"The AMNOG procedure has passed its first practical test. It is practicable and can also be implemented in detail", emphasized IQWiG's Director Jürgen Windeler in October 2011, when the Institute had published its first early benefit assessment within the framework of the AM-NOG procedure (AMNOG = Act on the Reform of the Market for Medicinal Products).
At that time, the Institute for Quality and Efficiency in Health Care (IQWiG) had certified that the coagulation inhibitor ticagrelor had a considerable added benefit for certain patient groups. The Federal Joint Committee (G-BA) followed this scientific expertise in its decision on the added benefit.
Today, 10 years after the AMNOG came into force, the early benefit assessment of new drugs, which was initially viewed very critically, has long been established in Germany and enjoys an excellent international reputation.
Many different therapeutic indications and various reasons for commissioning
A look at the 23 dossier assessments completed by the Institute on the deadlines of 1 March and 15 March shows how diverse the range of indications and the specific reasons for commissioning the Institute in the context of the early benefit assessment are:
The indications range from cancer diseases via epilepsy, chronic kidney diseases, rare dis-eases such as cystic fibrosis, transthyretin amyloidosis and spinal muscular atrophy to chronic heart failure and psoriasis with joint inflammation.
All eligible reasons of the G-BA for commissioning IQWiG with an early benefit assessment are also represented at the publication date of March 2021: the classic new approval of a drug, the expanded approval of a known drug for an additional therapeutic indication, the reassessment of a drug after expiry of approval or due to the availability of new study data, and cases in which the annual turnover of a drug for the treatment of a rare disease (orphan drug) exceeds the threshold of 50 million euros.

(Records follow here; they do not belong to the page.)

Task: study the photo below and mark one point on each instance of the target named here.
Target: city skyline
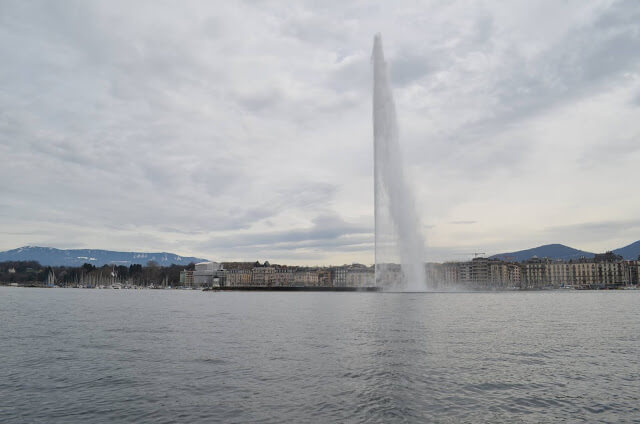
(244, 131)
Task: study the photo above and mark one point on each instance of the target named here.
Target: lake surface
(94, 356)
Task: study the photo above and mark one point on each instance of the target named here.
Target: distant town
(602, 271)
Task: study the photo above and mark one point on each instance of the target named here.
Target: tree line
(31, 272)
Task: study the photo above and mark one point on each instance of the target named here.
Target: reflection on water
(166, 356)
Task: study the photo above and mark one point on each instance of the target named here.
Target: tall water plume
(400, 246)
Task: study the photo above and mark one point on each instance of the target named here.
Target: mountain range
(50, 256)
(565, 253)
(76, 257)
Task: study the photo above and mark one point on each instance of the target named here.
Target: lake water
(89, 356)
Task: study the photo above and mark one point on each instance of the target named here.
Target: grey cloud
(325, 231)
(147, 123)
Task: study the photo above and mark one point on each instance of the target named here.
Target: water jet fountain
(399, 243)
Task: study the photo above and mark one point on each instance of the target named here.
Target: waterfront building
(306, 278)
(283, 277)
(238, 277)
(208, 274)
(186, 278)
(263, 276)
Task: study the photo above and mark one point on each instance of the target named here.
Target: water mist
(399, 242)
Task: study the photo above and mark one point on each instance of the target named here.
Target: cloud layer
(243, 130)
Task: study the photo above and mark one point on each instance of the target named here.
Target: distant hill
(630, 252)
(76, 257)
(552, 251)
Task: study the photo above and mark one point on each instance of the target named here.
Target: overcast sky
(242, 130)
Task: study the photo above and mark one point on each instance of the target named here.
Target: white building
(207, 274)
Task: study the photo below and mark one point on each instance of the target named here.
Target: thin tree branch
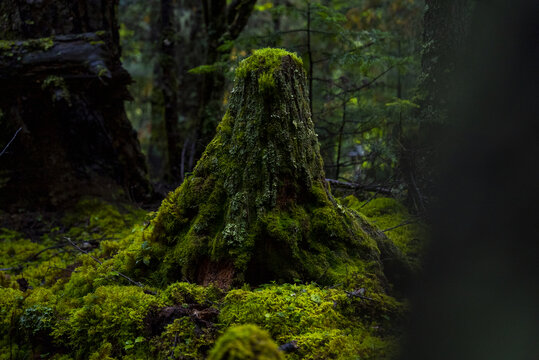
(9, 143)
(398, 226)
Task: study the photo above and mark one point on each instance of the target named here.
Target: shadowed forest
(268, 179)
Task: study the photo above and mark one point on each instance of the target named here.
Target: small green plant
(245, 342)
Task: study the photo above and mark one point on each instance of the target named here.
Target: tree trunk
(223, 24)
(62, 82)
(444, 31)
(257, 207)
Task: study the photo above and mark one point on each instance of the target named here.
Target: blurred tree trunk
(223, 24)
(62, 82)
(200, 32)
(444, 31)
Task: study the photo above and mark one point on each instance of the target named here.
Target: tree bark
(61, 80)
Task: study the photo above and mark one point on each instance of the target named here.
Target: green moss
(257, 201)
(325, 323)
(386, 213)
(265, 60)
(185, 293)
(112, 314)
(245, 342)
(185, 339)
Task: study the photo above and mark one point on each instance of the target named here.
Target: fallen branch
(10, 141)
(356, 187)
(401, 224)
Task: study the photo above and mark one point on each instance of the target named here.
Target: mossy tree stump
(257, 207)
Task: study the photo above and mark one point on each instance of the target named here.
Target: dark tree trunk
(62, 82)
(169, 83)
(444, 32)
(223, 24)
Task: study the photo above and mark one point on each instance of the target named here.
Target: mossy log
(76, 56)
(63, 85)
(257, 207)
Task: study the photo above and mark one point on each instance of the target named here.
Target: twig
(10, 141)
(353, 186)
(401, 224)
(18, 267)
(100, 263)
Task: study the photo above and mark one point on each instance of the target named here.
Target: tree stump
(257, 207)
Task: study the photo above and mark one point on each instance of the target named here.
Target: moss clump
(112, 314)
(325, 323)
(257, 207)
(245, 342)
(386, 213)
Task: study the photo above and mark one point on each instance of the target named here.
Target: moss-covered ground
(74, 293)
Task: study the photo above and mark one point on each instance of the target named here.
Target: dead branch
(359, 187)
(10, 141)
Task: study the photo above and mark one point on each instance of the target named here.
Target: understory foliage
(63, 304)
(277, 259)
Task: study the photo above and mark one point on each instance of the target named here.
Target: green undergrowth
(63, 304)
(409, 233)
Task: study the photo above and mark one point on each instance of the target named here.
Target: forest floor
(68, 292)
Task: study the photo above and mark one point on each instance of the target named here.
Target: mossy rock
(245, 342)
(257, 207)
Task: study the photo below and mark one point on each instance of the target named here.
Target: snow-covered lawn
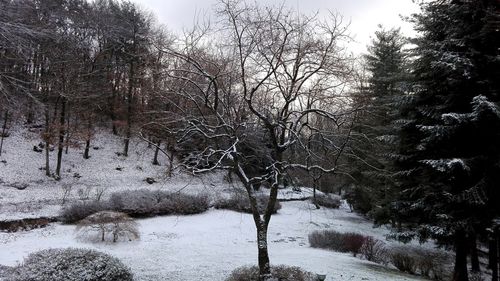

Wide range of assessment results
Possible results of IQWiG dossier assessments range from "lesser benefit" (i.e. inferiority in comparison with standard treatment) and "no added benefit" via "minor added benefit" up to "considerable added benefit" and finally to "major added benefit" as the highest assessment category.
In the early benefit assessments just published in March 2021, the Institute exploits all facets of this spectrum: For example, it certifies nusinersen a major added benefit versus best supportive care in the treatment of children with spinal muscular atrophy and early onset of disease.
For olaparib, in contrast, IQWiG sees lesser benefit for the treatment of pancreatic cancer compared to watchful waiting. Over the past ten years, the Institute has recognized an added benefit in about 40 percent of the early benefit assessments, in half of them with the extents "considerable" or "major". All assessment results of IQWiG and the underlying data are freely accessible - on http://www.iqwig.de. Internationally, AMNOG is highly praised for this transparency.
Not every study of the approval is suitable
The data quality in the dossiers submitted by the manufacturers to IQWiG for the early benefit assessment of their drugs is also very diverse. This also applies exemplarily to the dossier assessments just published in March 2021: In some cases, the data are incomplete or do not allow a comparison with the appropriate comparator therapy defined by the G-BA.
Without sound comparative data, important information is missing - not only for the benefit assessment, but also for the therapeutic decision on site."
Thomas Kaiser, Head, Drug Assessment Department, Institute for Quality and Efficiency in Health Care
The problem: "The clinical studies of the manufacturers often concentrate primarily on the fulfilment of the requirements stipulated by the regulatory authorities and less on the important research question of the benefit assessment: What is the value of the new drug compared to the present standard therapy?", explains the Head of the IQWiG Drug Assessment Department.
He appeals to the manufacturers to also consider the requirements for the benefit assessment in the studies or to conduct their own studies for the benefit assessment. "Ten years after the AMNOG came into force, it can no longer be an argument that the requirements for the benefit assessment were not known at the time the study was planned."